In this week’s edition of This Week in Cubs History, we look at the career and first retirement of Cubs legend Ryne Sandberg. On June 13, 1994, Sandberg unexpectedly retired from the game of baseball at the age of 34, only 57 games into the season.
In his book, Second to Home, the Hall of Fame second baseman wrote the following of his decision:
The reason I retired is simple: I lost the desire that got me ready to play on an everyday basis for so many years. Without it, I didn’t think I could perform at the same level I had in the past, and I didn’t want to play at a level less than what was expected of me by my teammates, coaches, ownership, and most of all, myself.
Sandberg was selected in the 20th round of the 1978 draft by the Philadelphia Phillies, who considered him as little more than a utility prospect despite his stellar numbers in the minors.
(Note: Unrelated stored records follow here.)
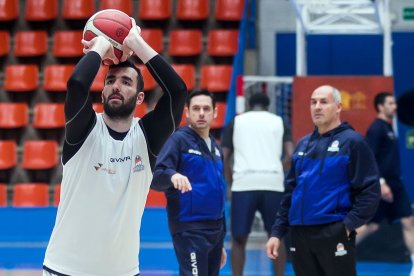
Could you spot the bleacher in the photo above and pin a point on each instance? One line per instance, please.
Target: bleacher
(39, 46)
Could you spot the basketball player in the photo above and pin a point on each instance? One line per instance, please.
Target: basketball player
(190, 171)
(332, 188)
(108, 160)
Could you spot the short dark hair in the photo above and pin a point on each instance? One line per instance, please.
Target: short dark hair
(380, 99)
(259, 99)
(128, 63)
(204, 92)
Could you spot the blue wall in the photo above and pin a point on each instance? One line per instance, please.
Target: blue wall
(355, 55)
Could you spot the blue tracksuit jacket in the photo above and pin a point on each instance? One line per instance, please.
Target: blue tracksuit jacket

He was traded to the Cubs in 1982 in what is now considered one of the best trades in Cubs history and one of the worst trades in Phillies history.
Sandberg won his first Gold Glove in 1993, which helped set the stage for his breakout season in 1984. In that magical season, which saw the Cubs reach the playoffs for the first time in 39 years, Sandberg slashed .314/.367/.520 to earn an All-Star nod, along with his second Gold Glove, and a Silver Slugger award. On top of these accolades, Sandberg took home MVP honors, becoming the the first Cub to do so since Ernie Banks won consecutive awards in 1958 and 1959.
Sandberg continued to put up strong numbers with the Cubs until his retirement in 1994. After sitting out the 1995 season, he returned for 1996 and 1997. Sandberg finished his 16-year career as a 10-time All-Star, nine-time Gold Glover, and seven-time Silver Slugger, the most all-time among second basemen. He was elected to the Hall of Fame in 2005.